The Biggest Financial Mistakes Made by Women

Sallie Krawcheck’s dos and don’ts for young women, Woodbury Financial adds Tenacity Advisory Group and a Utah financial advisor pleads guilty to fraud.

Ellevest Co-founder and CEO Sallie Krawcheck offered her finance “dos and don’ts” to young women in a recent article by Buzzfeed News. The tips come from a recent question-and-answer session promoting her upcoming book, Own It: The Power of Women at Work. She cites women’s biggest mistakes as rolling over credit card debt and basic overspending, but her discussion delved further than common sensical qualms. Krawcheck said that “women are better investors” because they lack men’s overconfidence and obsession with outperforming the market. “[Men] fall in love with winners, they pay too much, they sell the losers too fast, they overtrade … [women’s] biggest mistake in investing is they don’t do it.” Krawcheck also cites sexism and male focus in the financial advisory industry as an issue plaguing women striving for success. “The financial advisers are 80% male and 60 years old and overwhelmingly white, they’re talking about beating the market and outperforming,” Krawcheck said. “The symbol is a bull, it’s phallic.…There’s not a woman on the planet that watches Jim Cramer.”

Woodbury Financial Adds Tenacity Advisory Group

Purestock/Thinkstock

Woodbury Financial Services, which represents over 1,200 advisors across the U.S., announced a partnership with Tenacity Advisory Group. It’s the 140th advisory group to join Woodbury, which is part of Advisor Group. Green Bay-based TAG, founded in 2010, boasts $2 billion in client assets and 52 advisors in 30 offices across Wisconsin, Michigan, Ohio and Nebraska. “Our decision to join Woodbury was an easy one, based on the strong values the firm demonstrated. During our search process, Woodbury treated us like family, and the relationships that we’ve already built with them are invaluable,” TAG President Mike Savolt said. “TAG is known for servicing clients with a real human touch. Woodbury offers the resources and tools we need to continue doing this, while at the same time positioning us for even greater success in the future.”

Utah Financial Advisor Pleads Guilty to Fraud

Image courtesy of Ken Teegardin

Image courtesy of Ken Teegardin

A financial advisor from St.
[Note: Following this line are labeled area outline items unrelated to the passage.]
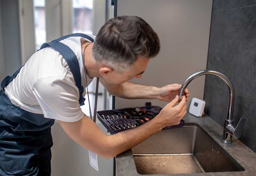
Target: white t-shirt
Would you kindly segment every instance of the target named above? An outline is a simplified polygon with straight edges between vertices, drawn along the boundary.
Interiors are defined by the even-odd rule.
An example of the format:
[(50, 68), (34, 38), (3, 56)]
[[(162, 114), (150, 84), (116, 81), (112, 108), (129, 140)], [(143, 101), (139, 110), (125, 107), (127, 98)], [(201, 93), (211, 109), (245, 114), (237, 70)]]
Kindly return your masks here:
[[(95, 39), (95, 36), (88, 35)], [(86, 86), (81, 38), (72, 37), (60, 42), (70, 48), (77, 58), (84, 97)], [(92, 79), (86, 76), (89, 85)], [(34, 54), (4, 89), (14, 105), (29, 112), (43, 114), (46, 118), (73, 122), (83, 116), (73, 75), (62, 56), (51, 47)]]

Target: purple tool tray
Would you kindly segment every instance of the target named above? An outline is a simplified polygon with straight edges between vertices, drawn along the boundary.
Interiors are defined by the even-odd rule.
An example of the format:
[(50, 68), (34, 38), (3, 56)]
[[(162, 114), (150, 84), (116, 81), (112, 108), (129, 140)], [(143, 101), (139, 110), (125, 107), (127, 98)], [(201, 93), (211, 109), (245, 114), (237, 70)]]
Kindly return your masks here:
[[(136, 108), (138, 108), (140, 109), (144, 109), (146, 110), (147, 109), (148, 111), (148, 112), (149, 113), (151, 113), (151, 115), (152, 117), (152, 119), (154, 118), (158, 114), (159, 112), (160, 111), (161, 111), (162, 109), (162, 108), (159, 106), (149, 106), (141, 107), (136, 107), (134, 108), (124, 108), (122, 109), (112, 109), (112, 110), (107, 110), (106, 111), (97, 111), (97, 116), (98, 117), (98, 119), (99, 119), (99, 121), (100, 121), (100, 122), (103, 124), (103, 125), (104, 125), (104, 126), (105, 126), (105, 127), (107, 128), (108, 131), (111, 134), (116, 134), (116, 133), (119, 133), (119, 132), (121, 132), (121, 131), (122, 131), (125, 130), (130, 129), (132, 129), (133, 128), (136, 128), (136, 127), (137, 126), (140, 126), (141, 125), (142, 125), (141, 124), (140, 125), (138, 124), (137, 123), (137, 124), (136, 124), (136, 127), (134, 127), (132, 128), (122, 128), (119, 126), (120, 128), (121, 128), (121, 129), (117, 129), (118, 128), (117, 128), (117, 126), (115, 126), (115, 125), (113, 125), (113, 124), (114, 124), (115, 123), (115, 122), (117, 123), (117, 121), (115, 121), (114, 120), (113, 120), (113, 119), (112, 116), (114, 116), (114, 118), (115, 118), (116, 119), (117, 119), (117, 115), (118, 116), (120, 117), (120, 116), (119, 115), (119, 114), (121, 114), (123, 115), (124, 116), (123, 116), (123, 117), (124, 117), (125, 116), (125, 115), (124, 114), (124, 112), (126, 111), (130, 114), (130, 112), (136, 112), (136, 111), (135, 111), (135, 109)], [(151, 111), (152, 110), (153, 111), (154, 111), (154, 112), (153, 113)], [(153, 113), (154, 113), (154, 115), (153, 115), (152, 114)], [(132, 116), (133, 115), (133, 114), (131, 114), (131, 115), (132, 115)], [(102, 115), (103, 115), (103, 116), (102, 116)], [(147, 113), (145, 113), (144, 112), (143, 112), (142, 113), (142, 114), (141, 114), (141, 116), (138, 115), (138, 118), (139, 119), (140, 118), (140, 117), (139, 117), (142, 118), (144, 117), (145, 117), (147, 116), (150, 116), (150, 114), (148, 114)], [(107, 120), (106, 119), (104, 119), (103, 118), (103, 116), (105, 117), (105, 118), (106, 118), (106, 117), (107, 117), (107, 116), (109, 116), (110, 117), (110, 120), (108, 119)], [(129, 118), (127, 117), (127, 119), (128, 119)], [(141, 119), (142, 118), (141, 118)], [(114, 119), (114, 120), (115, 119)], [(138, 119), (137, 119), (136, 120), (138, 120)], [(125, 120), (126, 120), (126, 119)], [(110, 121), (111, 121), (110, 122)], [(144, 120), (144, 121), (146, 122), (145, 123), (146, 123), (147, 121), (146, 121)], [(110, 123), (111, 123), (112, 122), (112, 123), (111, 124)], [(181, 121), (180, 121), (180, 123), (179, 124), (170, 126), (166, 126), (163, 128), (163, 129), (162, 130), (181, 128), (183, 126), (184, 126), (184, 121), (182, 120)], [(114, 128), (116, 128), (116, 129), (113, 129), (114, 128), (112, 127), (112, 126), (114, 126)], [(124, 125), (123, 125), (123, 126), (124, 126)], [(127, 126), (128, 126), (128, 125)]]

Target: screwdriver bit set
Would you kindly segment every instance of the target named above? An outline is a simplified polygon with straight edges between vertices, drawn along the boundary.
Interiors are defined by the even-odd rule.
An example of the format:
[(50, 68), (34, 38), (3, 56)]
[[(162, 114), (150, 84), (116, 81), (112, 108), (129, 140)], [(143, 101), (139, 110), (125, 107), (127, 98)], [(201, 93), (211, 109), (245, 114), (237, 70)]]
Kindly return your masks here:
[[(142, 125), (154, 118), (162, 108), (146, 106), (102, 111), (97, 112), (98, 119), (111, 134)], [(178, 125), (167, 126), (163, 129), (180, 128), (184, 125), (182, 120)]]

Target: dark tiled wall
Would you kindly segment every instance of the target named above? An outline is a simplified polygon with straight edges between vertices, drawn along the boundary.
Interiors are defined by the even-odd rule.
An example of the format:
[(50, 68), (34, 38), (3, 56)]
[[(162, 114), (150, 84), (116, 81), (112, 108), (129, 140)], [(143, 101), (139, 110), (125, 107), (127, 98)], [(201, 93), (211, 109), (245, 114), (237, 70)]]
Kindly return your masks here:
[[(207, 69), (229, 77), (235, 89), (235, 125), (246, 119), (240, 140), (256, 152), (256, 0), (213, 1)], [(229, 99), (219, 78), (206, 76), (205, 112), (222, 126)]]

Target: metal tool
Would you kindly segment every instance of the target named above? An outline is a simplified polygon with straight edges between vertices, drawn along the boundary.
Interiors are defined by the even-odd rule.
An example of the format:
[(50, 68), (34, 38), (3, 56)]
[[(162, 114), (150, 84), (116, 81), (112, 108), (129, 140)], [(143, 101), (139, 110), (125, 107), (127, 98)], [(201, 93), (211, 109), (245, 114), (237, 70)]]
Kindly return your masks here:
[(140, 115), (142, 114), (143, 112), (140, 109), (139, 109), (139, 108), (136, 108), (135, 109), (135, 111), (137, 112), (137, 113)]
[(131, 122), (128, 120), (128, 119), (126, 119), (126, 117), (125, 116), (122, 114), (120, 113), (118, 113), (118, 114), (119, 116), (121, 117), (122, 119), (123, 119), (125, 121), (128, 125), (130, 126), (131, 128), (134, 128), (135, 127), (131, 123)]
[[(117, 125), (119, 126), (119, 125), (118, 124), (118, 123), (117, 123), (117, 122), (115, 121), (115, 121), (115, 120), (114, 119), (112, 119), (111, 118), (110, 118), (110, 117), (109, 116), (107, 116), (107, 117), (109, 119), (109, 120), (110, 120), (110, 121), (111, 121), (112, 122), (112, 123), (114, 124), (114, 125), (116, 126), (116, 128), (117, 129), (119, 130), (119, 129), (121, 129), (121, 128), (120, 128), (118, 126), (117, 126)], [(116, 123), (117, 124), (117, 125)]]
[(119, 119), (117, 119), (117, 118), (116, 119), (114, 116), (112, 115), (112, 116), (113, 119), (112, 120), (114, 121), (114, 123), (115, 123), (115, 124), (117, 126), (117, 126), (121, 128), (125, 128), (124, 126), (123, 123), (121, 121), (119, 121), (120, 120)]
[(110, 126), (110, 127), (111, 127), (112, 129), (113, 130), (116, 130), (117, 129), (115, 128), (115, 125), (112, 122), (111, 120), (110, 120), (110, 121), (109, 121), (109, 119), (108, 119), (104, 115), (102, 115), (102, 117), (103, 117), (103, 119), (104, 119), (106, 122), (107, 122), (107, 123), (109, 124)]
George, Utah has pleaded guility to tax evasion, securities fraud and wire fraud, according to The Spectrum. Henry Brock, 64, the president of Mutual Benefit International Group, marketed and sold a fraudalent tax scheme called “IRA Exit Strategy” that promised investors a way to avoid paying taxes on IRA withdrawals. The scheme included issuing tax forms to his clients saying they were investors in his business and incurred losses. The losses were used to offset clients’ tax liabilities. As a result, Brock caused his clients to file fraudulent income tax returns claiming $3.8 million in bogus business loans, causing a loss of more than $1.1 million. At the same time, Brock raised more than $10.8 million in investments in the IRA Exit Strategy, using some of that money on personal and business expenses. Brock is scheduled to be sentenced on March 5. He faces maximum prison sentences of five years for tax evasion, 20 years for securities fraud and 20 years for wire fraud.